Die Türkei zögerte nicht lange und schickte der EU einen ganz besonderen Gruß. Gleich nach dem europäischen Beschluss folgte die Entscheidung, IS-Kämpfer und deren Familienangehörige mit europäischen Pässen abzuschieben, die die türkische Armee in Syrien aufgelesen hatte. Die ersten IS-Anhänger sollen demnächst in Deutschland und anderen EU-Staaten ankommen. Mag sein, dass dieser Schritt Europa kaum wehtun wird. Das Regime in Ankara hat jedoch eine noch großkalibrigere Waffe parat. Wohlwissend, dass den Europäern zum Thema Flüchtlinge nicht viel mehr einfällt als die Grenzen zu schließen, droht Ankara seit Monaten, seine Grenze zur EU für die knapp 3,5 Millionen Flüchtlinge im Land zu öffnen.

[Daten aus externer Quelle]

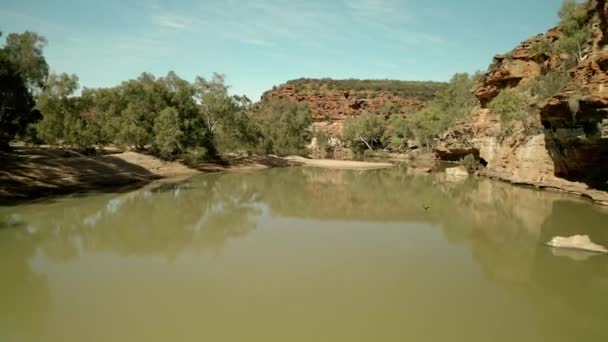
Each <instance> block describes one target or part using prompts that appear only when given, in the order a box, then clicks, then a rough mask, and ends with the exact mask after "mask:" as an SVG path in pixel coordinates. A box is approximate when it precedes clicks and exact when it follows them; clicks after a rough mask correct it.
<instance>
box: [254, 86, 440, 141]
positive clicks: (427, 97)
mask: <svg viewBox="0 0 608 342" xmlns="http://www.w3.org/2000/svg"><path fill="white" fill-rule="evenodd" d="M336 82H340V81H336ZM273 100H288V101H291V102H296V103H306V104H308V105H309V107H310V109H311V111H312V118H313V120H314V121H315V125H316V126H318V127H319V128H320V129H322V130H323V131H325V132H327V133H329V135H330V136H339V135H340V133H341V131H342V126H343V123H344V121H345V120H346V119H348V118H350V117H356V116H359V115H361V114H363V113H364V112H368V113H373V114H379V115H390V113H399V114H405V113H409V112H414V111H418V110H420V109H422V108H424V106H425V104H426V103H427V102H428V100H429V97H427V96H416V95H411V96H410V95H402V94H399V93H398V92H391V91H384V90H380V91H379V90H372V89H370V90H365V89H364V90H337V89H334V90H330V89H327V88H324V87H323V86H319V84H312V85H308V84H305V85H299V84H297V83H296V84H292V83H287V84H283V85H281V86H279V87H276V88H275V89H273V90H271V91H268V92H266V93H264V95H262V101H261V103H262V104H263V103H265V102H269V101H273Z"/></svg>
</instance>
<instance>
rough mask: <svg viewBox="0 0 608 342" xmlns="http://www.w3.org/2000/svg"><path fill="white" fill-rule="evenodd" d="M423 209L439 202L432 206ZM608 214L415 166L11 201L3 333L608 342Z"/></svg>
mask: <svg viewBox="0 0 608 342" xmlns="http://www.w3.org/2000/svg"><path fill="white" fill-rule="evenodd" d="M423 205H428V206H430V209H429V210H425V209H424V208H423ZM607 223H608V212H607V211H606V210H605V209H602V208H599V207H596V206H593V205H591V204H589V203H587V202H584V201H582V200H577V199H574V198H571V197H567V196H565V195H561V194H557V193H550V192H541V191H535V190H532V189H526V188H520V187H514V186H511V185H507V184H504V183H500V182H496V181H491V180H487V179H482V180H473V179H471V180H466V181H456V180H451V179H445V177H443V176H441V175H437V176H408V175H407V174H406V172H404V170H402V169H390V170H380V171H366V172H358V171H357V172H355V171H336V170H321V169H308V168H288V169H272V170H266V171H259V172H252V173H235V174H217V175H203V176H198V177H195V178H193V179H191V180H189V181H186V182H183V183H180V184H172V185H164V186H162V187H160V188H148V189H142V190H139V191H135V192H129V193H111V194H90V195H80V196H71V197H61V198H55V199H50V200H45V201H42V202H39V203H35V204H27V205H23V204H22V205H16V206H11V207H2V208H0V227H2V228H0V272H1V281H0V341H3V342H12V341H51V342H54V341H58V342H59V341H60V342H66V341H87V342H93V341H264V342H270V341H348V342H352V341H442V342H443V341H484V342H486V341H607V340H608V256H603V255H600V256H594V255H586V254H580V253H572V252H564V251H555V250H551V249H550V248H548V247H545V246H543V245H542V242H544V241H546V240H548V239H550V238H551V237H552V236H555V235H573V234H589V235H590V236H591V238H592V240H594V241H595V242H597V243H600V244H604V245H608V225H607Z"/></svg>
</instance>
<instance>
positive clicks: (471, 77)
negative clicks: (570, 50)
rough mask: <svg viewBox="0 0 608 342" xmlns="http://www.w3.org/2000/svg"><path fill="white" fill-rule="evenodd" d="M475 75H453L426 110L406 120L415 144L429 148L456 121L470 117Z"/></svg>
mask: <svg viewBox="0 0 608 342" xmlns="http://www.w3.org/2000/svg"><path fill="white" fill-rule="evenodd" d="M478 77H479V76H478V75H469V74H466V73H461V74H455V75H454V76H453V77H452V79H451V80H450V82H449V84H448V85H447V87H445V88H444V89H443V90H441V91H439V92H438V93H437V95H436V96H435V98H434V99H433V100H432V101H430V102H429V103H428V104H427V106H426V107H425V108H424V109H422V110H421V111H418V112H416V113H414V114H413V115H411V116H410V117H409V121H410V127H411V130H412V132H413V133H414V135H415V136H416V139H417V140H418V143H420V144H421V145H423V146H426V147H431V145H432V144H433V141H434V139H435V138H436V137H437V136H438V135H439V134H440V133H442V132H444V131H445V130H446V129H448V128H449V127H450V126H451V125H452V124H453V123H454V122H455V121H456V120H458V119H460V118H463V117H465V116H467V115H469V114H470V113H471V111H472V110H473V108H474V107H475V105H476V104H477V100H476V99H475V96H474V95H473V94H472V93H471V88H472V87H473V85H474V84H475V82H476V80H477V79H478Z"/></svg>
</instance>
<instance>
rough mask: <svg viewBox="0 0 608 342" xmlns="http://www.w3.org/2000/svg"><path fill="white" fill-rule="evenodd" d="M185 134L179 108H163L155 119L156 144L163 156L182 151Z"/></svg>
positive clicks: (156, 146) (162, 156)
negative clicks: (181, 126) (182, 142)
mask: <svg viewBox="0 0 608 342" xmlns="http://www.w3.org/2000/svg"><path fill="white" fill-rule="evenodd" d="M183 136H184V132H183V131H182V130H181V127H180V122H179V114H178V113H177V110H176V109H175V108H173V107H167V108H165V109H163V110H162V111H161V112H160V113H159V114H158V116H157V117H156V120H154V145H155V146H156V148H158V150H159V152H160V154H161V156H162V157H165V158H168V157H170V156H172V155H174V154H175V153H177V152H180V151H181V148H182V143H181V141H182V139H183Z"/></svg>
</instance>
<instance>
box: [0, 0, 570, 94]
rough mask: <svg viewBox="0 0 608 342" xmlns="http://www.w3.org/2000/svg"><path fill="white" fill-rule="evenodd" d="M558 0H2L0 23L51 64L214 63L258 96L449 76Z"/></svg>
mask: <svg viewBox="0 0 608 342" xmlns="http://www.w3.org/2000/svg"><path fill="white" fill-rule="evenodd" d="M560 4H561V0H534V1H531V0H509V1H505V0H457V1H456V0H434V1H433V0H250V1H241V0H216V1H207V0H178V1H175V0H174V1H162V0H95V1H89V0H52V1H50V0H0V30H1V31H2V32H4V33H8V32H22V31H24V30H33V31H36V32H38V33H41V34H43V35H44V36H45V37H46V38H47V39H48V41H49V44H48V46H47V48H46V50H45V55H46V57H47V61H48V62H49V64H50V65H51V68H52V70H53V71H54V72H68V73H76V74H77V75H78V76H79V78H80V83H81V85H82V86H88V87H106V86H113V85H116V84H118V83H120V82H121V81H123V80H126V79H130V78H134V77H137V76H138V75H139V74H140V73H141V72H144V71H147V72H152V73H154V74H155V75H159V76H160V75H164V74H166V73H167V72H168V71H169V70H174V71H175V72H177V73H178V74H179V75H180V76H181V77H183V78H186V79H188V80H193V79H194V77H195V76H196V75H201V76H210V75H211V74H212V73H213V72H215V71H217V72H220V73H223V74H225V75H226V76H227V81H228V83H229V84H230V85H231V86H232V92H233V93H237V94H246V95H248V96H250V97H251V98H252V99H253V100H258V99H259V96H260V94H261V93H262V92H263V91H265V90H267V89H269V88H271V87H272V86H273V85H276V84H280V83H283V82H285V81H287V80H289V79H294V78H299V77H332V78H390V79H403V80H435V81H443V80H448V79H449V78H450V76H451V75H452V74H454V73H455V72H463V71H466V72H473V71H475V70H479V69H485V68H486V67H487V65H488V64H490V62H491V58H492V56H493V55H494V54H496V53H501V52H506V51H508V50H510V49H511V48H513V47H514V46H515V45H516V44H518V43H519V42H521V41H522V40H524V39H527V38H528V37H530V36H532V35H535V34H537V33H541V32H544V31H546V30H547V29H548V28H550V27H552V26H555V25H556V23H557V14H556V13H557V10H558V8H559V6H560Z"/></svg>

Es kann daher nicht sehr verwundern, dass das Regime in Ankara die Drohgebärden aus Brüssel nicht sonderlich ernst nimmt. Zunächst sieht der türkische Autokrat Recep Tayyip Erdogan, dass die Europäer bisher selbst völkerrechtswidrige militärische Aktionen der Türkei mit nur folgenlosen Meckern hingenommen haben. Weder die Besetzung Afrins, noch der jüngste Überfall auf kurdisch-kontrollierte Gebiete in Syrien zogen ernsthafte Sanktionen nach sich.

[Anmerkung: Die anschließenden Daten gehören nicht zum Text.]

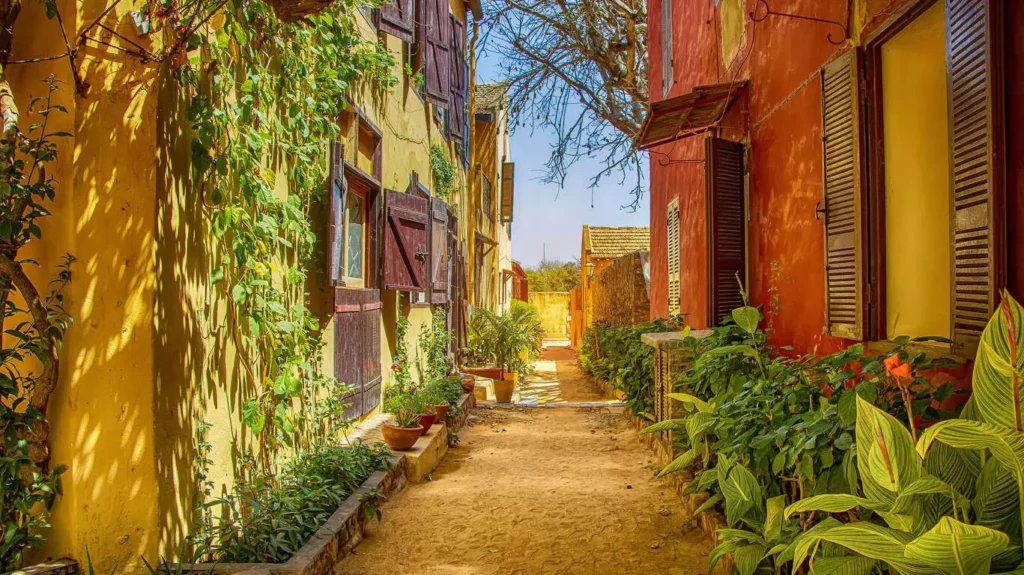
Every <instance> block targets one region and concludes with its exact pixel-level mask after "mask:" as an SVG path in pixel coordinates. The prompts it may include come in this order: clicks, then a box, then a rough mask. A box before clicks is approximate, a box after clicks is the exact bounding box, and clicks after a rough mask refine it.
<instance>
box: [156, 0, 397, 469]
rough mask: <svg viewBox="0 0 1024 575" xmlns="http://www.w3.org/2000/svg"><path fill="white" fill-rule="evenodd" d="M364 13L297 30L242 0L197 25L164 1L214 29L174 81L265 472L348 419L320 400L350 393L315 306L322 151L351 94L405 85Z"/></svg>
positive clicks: (213, 319)
mask: <svg viewBox="0 0 1024 575" xmlns="http://www.w3.org/2000/svg"><path fill="white" fill-rule="evenodd" d="M174 4H175V5H177V4H178V3H177V2H175V3H174ZM185 4H186V5H189V4H191V3H185ZM357 8H358V6H357V5H356V3H355V2H354V1H353V0H347V1H344V2H336V3H334V4H333V5H332V6H330V7H328V8H327V9H326V10H324V11H323V12H321V13H317V14H311V15H308V16H306V18H305V19H304V20H302V21H301V23H299V24H284V23H282V21H281V20H279V19H278V18H276V17H275V15H274V13H273V10H272V9H271V7H270V6H268V5H266V4H264V3H262V2H255V1H243V0H230V1H227V2H221V3H219V4H217V5H214V8H213V12H211V14H208V15H207V16H205V17H200V18H197V16H196V14H195V13H188V14H185V13H184V12H181V13H176V12H175V11H174V8H173V6H172V7H170V8H168V7H167V6H166V3H165V10H164V12H163V13H164V15H165V17H168V18H174V17H176V16H177V17H180V18H185V17H187V19H188V21H193V20H196V19H206V20H207V21H208V23H209V24H207V25H206V26H205V27H203V28H201V29H199V30H197V32H196V34H195V37H194V38H189V39H188V45H189V48H191V50H190V52H189V53H188V58H187V59H186V60H182V61H181V62H180V63H181V65H180V68H179V69H178V70H177V76H178V78H179V80H180V82H181V84H182V85H183V86H184V87H185V88H186V93H187V97H189V98H190V104H189V106H188V120H189V122H190V123H191V127H193V133H194V136H193V141H191V168H193V179H194V183H195V185H196V189H197V191H198V197H197V204H200V205H202V207H203V209H204V210H205V211H206V213H207V215H208V217H209V221H210V230H211V232H212V236H213V237H214V238H215V244H214V245H213V246H211V248H210V251H211V255H212V258H211V259H212V261H214V262H215V267H214V268H213V269H212V271H211V274H210V283H211V284H212V285H214V286H215V287H214V290H215V291H219V292H220V293H221V294H222V295H223V296H224V297H226V300H227V302H228V309H227V313H226V317H225V322H226V324H227V327H228V333H229V334H230V337H231V339H232V340H233V342H234V345H236V347H237V349H238V350H239V354H240V363H241V364H242V368H243V373H242V379H243V384H244V387H245V389H246V392H247V393H246V395H247V396H248V398H249V399H248V400H247V401H246V403H245V405H244V406H243V418H244V422H245V424H246V426H247V428H248V429H249V430H250V431H251V432H252V433H253V435H254V436H255V437H256V438H257V440H258V441H257V442H256V444H257V447H256V450H255V452H254V453H252V454H251V457H250V458H249V462H250V463H251V466H252V471H256V472H260V473H267V472H269V471H270V470H272V469H273V468H274V466H275V460H276V454H278V452H279V449H280V448H281V446H282V445H284V446H287V447H292V448H308V447H309V446H310V442H311V441H315V440H316V439H317V438H323V437H325V436H326V435H330V433H332V430H330V429H323V428H324V427H325V421H335V422H336V423H339V424H340V422H338V421H337V419H339V418H340V412H341V406H340V405H333V406H332V405H325V401H326V402H327V403H330V402H331V398H333V397H338V396H341V395H343V394H342V393H340V391H341V390H340V387H341V386H343V384H342V383H339V382H336V381H335V380H333V378H328V377H325V375H324V374H323V373H322V372H321V368H319V365H321V364H322V351H323V348H324V341H323V339H322V335H321V334H319V327H318V321H317V318H316V317H315V316H314V314H313V313H312V312H311V311H310V310H309V309H308V307H307V305H306V302H307V294H306V289H305V287H306V281H307V278H308V277H309V275H310V270H311V269H313V268H314V267H315V266H319V265H322V264H321V263H317V262H316V261H315V260H314V246H315V242H316V235H317V232H318V230H317V229H315V228H314V224H313V221H314V220H313V213H314V211H315V209H316V206H317V205H321V204H323V202H324V201H325V200H326V195H327V194H326V189H327V188H326V185H325V182H326V179H327V174H328V163H327V152H326V149H327V143H328V142H329V141H331V140H333V139H334V138H336V137H337V135H338V132H339V128H338V125H337V118H338V117H339V115H340V113H341V112H342V110H343V109H344V107H345V98H346V96H347V95H348V94H350V92H351V90H354V89H357V88H359V87H361V86H365V85H369V86H370V87H372V88H374V89H377V90H384V89H387V88H389V87H391V86H393V85H394V84H395V83H396V79H395V78H394V76H393V74H392V71H393V69H394V65H395V61H394V58H393V56H392V55H391V54H390V53H388V52H387V50H386V49H385V48H384V46H383V44H381V43H379V42H373V41H367V40H364V39H361V38H360V37H359V35H358V30H357V27H356V20H355V18H356V17H357V16H356V10H357ZM186 24H187V23H179V24H178V25H176V27H175V28H178V29H180V27H182V26H184V25H186ZM280 175H284V176H285V178H284V179H285V180H287V190H286V189H281V186H280V185H279V183H278V182H279V176H280ZM215 297H217V296H215ZM211 319H213V320H216V318H211ZM324 398H327V399H326V400H325V399H324ZM323 411H328V412H330V413H331V417H328V418H327V419H325V418H324V417H323V414H324V413H323ZM314 415H315V416H314ZM315 428H321V429H315ZM314 432H315V433H314Z"/></svg>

Noch mehr freut sich die Türkei über die meist bei Konservativen in Europa anzutreffende Überzeugung, dass die Türkei für immer und ewig bereit sein wird, die Südostflanke Europas zu verteidigen, ohne dafür jemals in die EU aufgenommen zu werden. Sondern sich mit Geldzahlungen begnügen werde. Eine Überlegung, die türkische Analysten fröhlich schmunzeln lässt. Denn genau diese Fehlannahme nutzt das türkische Regime aus. Während Ankara die EU gerne im Glauben lässt, man wolle unbedingt in die Gemeinschaft, verfolgt das Regime in Wahrheit recht konsequent sein Ziel, schnell zu einer selbständigen Regionalmacht zu werden.

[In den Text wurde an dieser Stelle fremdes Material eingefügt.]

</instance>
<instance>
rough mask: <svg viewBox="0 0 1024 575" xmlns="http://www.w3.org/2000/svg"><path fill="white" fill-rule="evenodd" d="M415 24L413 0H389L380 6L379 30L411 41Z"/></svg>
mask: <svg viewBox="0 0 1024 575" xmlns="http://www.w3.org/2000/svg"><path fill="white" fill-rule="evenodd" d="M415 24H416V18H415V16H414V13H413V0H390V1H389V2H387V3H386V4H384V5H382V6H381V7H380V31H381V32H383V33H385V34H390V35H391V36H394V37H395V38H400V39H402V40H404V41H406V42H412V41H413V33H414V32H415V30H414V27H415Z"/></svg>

Außerdem hat Ankara noch zwei Asse im Ärmel: Europäische Unternehmer haben bereits sehr viel in das kapitalistische Paradies Türkei investiert und würden dies gerne künftig, ungeachtet der Menschenrechtsproblematik, weiterhin tun. Und: Türkische Außenpolitiker wissen, dass türkischstämmige Bürger in zahlreichen EU-Ländern eine wachsende Minderheit darstellen, die bei Bedarf manipuliert und aufgewiegelt werden könnte.
Zu guter Letzt unterstützen europäische Problem-Staaten wie Ungarn gerne türkische Interessen. Budapest blockierte so bereits seit Monaten die nun Gestalt annehmende Brüsseler Sanktionsidee. Vor diesem Hintergrund ist es eher unwahrscheinlich, dass sich Ankara von Brüsseler Blanko-Listen aus dem Konzept bringen lassen wird. Stattdessen, so ist anzunehmen, wird zunächst einfach mal weitergebohrt.